For $k(s)\geq0$ and $\delta\geq0$, show that the inequality $$ \delta+\delta\int_{\tau}^{t}k(s)\exp\biggl(\int_{\tau}^{t}k(r)dr\biggl)ds\leq \delta\exp\biggl(\int_{\tau}^{t}k(s)ds\biggl)$$ holds.
If you have to know I was trying to show some Gronwall type inequality. In doing so I arrived at the above inequality.
Edit: Here is the exact question
On
If as I suspect the inner integral is between $\tau$ and $s$, the inequality is in fact an equality.

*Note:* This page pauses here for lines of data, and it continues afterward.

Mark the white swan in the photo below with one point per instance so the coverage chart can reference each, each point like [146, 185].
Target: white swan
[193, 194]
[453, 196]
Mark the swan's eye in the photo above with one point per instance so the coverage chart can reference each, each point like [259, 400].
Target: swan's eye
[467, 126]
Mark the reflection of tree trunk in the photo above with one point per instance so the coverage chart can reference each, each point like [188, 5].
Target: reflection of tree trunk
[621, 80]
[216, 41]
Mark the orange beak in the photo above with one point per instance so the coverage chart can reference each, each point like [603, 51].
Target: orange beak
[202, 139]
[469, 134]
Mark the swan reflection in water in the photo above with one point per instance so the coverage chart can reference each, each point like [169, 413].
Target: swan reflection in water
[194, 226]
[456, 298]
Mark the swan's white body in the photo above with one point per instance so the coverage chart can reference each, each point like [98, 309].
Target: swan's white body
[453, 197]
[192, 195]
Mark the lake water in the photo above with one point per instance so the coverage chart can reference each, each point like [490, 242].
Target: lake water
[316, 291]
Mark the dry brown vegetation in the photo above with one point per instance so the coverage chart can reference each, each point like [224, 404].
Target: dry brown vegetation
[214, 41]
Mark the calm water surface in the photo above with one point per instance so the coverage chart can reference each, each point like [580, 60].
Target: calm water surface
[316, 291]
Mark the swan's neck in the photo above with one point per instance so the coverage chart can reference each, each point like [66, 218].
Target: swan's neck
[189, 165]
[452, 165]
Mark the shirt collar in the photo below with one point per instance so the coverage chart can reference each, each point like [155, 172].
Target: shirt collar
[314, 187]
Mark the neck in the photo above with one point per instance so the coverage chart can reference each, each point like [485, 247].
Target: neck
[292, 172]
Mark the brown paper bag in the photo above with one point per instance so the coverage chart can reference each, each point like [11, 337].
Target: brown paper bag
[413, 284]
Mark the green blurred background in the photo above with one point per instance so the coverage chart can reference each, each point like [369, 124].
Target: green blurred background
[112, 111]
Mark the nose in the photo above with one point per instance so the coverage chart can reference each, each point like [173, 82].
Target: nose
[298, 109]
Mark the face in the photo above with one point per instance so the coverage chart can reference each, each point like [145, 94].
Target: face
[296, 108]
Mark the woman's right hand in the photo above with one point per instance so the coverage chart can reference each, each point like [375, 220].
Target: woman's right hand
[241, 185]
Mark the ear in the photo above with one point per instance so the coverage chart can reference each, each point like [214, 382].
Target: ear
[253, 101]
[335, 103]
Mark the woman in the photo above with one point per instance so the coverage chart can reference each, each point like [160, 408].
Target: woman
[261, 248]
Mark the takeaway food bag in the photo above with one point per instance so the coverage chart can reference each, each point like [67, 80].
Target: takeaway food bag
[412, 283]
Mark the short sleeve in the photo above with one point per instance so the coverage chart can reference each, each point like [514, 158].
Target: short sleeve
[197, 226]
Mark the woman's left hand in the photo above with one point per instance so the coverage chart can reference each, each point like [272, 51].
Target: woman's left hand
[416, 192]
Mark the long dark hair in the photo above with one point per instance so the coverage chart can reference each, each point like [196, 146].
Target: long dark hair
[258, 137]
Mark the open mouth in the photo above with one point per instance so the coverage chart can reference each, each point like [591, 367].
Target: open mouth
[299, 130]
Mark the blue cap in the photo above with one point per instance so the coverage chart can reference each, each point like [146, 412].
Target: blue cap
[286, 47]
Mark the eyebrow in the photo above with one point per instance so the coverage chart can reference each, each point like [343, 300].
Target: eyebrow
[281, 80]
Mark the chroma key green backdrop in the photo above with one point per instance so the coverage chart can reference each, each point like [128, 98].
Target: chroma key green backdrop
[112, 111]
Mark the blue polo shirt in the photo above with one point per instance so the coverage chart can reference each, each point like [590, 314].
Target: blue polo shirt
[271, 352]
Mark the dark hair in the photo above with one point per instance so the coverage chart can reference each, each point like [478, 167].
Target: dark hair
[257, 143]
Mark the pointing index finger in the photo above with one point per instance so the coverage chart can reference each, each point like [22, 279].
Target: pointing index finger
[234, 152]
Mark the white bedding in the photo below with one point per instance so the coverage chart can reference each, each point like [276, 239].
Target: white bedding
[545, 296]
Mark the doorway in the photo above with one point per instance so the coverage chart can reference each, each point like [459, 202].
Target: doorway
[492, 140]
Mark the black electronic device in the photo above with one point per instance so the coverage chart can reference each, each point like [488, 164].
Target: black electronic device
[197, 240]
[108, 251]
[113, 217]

Observe that $$ k(s)\exp\Bigl(\int_{\tau}^{s}k(r)dr\Bigl)=\frac{d}{ds}\exp\Bigl(\int_{\tau}^{s}k(r)\,dr\Bigr). $$
The inequalities in the Edit are difficult to follow, since there are no limits of integration, but the first inequality seems wrong to me: since $k\ge0$, $\exp(\int k(r)\,dr)\ge1$ (unless the lower limit is grater that the upper limit.)
I don't think this inequality is always true.
I don't see the purpose of $\delta$, you can divide through by it.
Let $A=\int_T^tk(x)dx$. Then your inequality becomes:
$$1+e^A\int_T^tk(s)ds\leq e^A$$
$$1+Ae^A\leq e^A$$
$$e^{-A}+A\leq1$$
which is clearly not true for all $A>0$.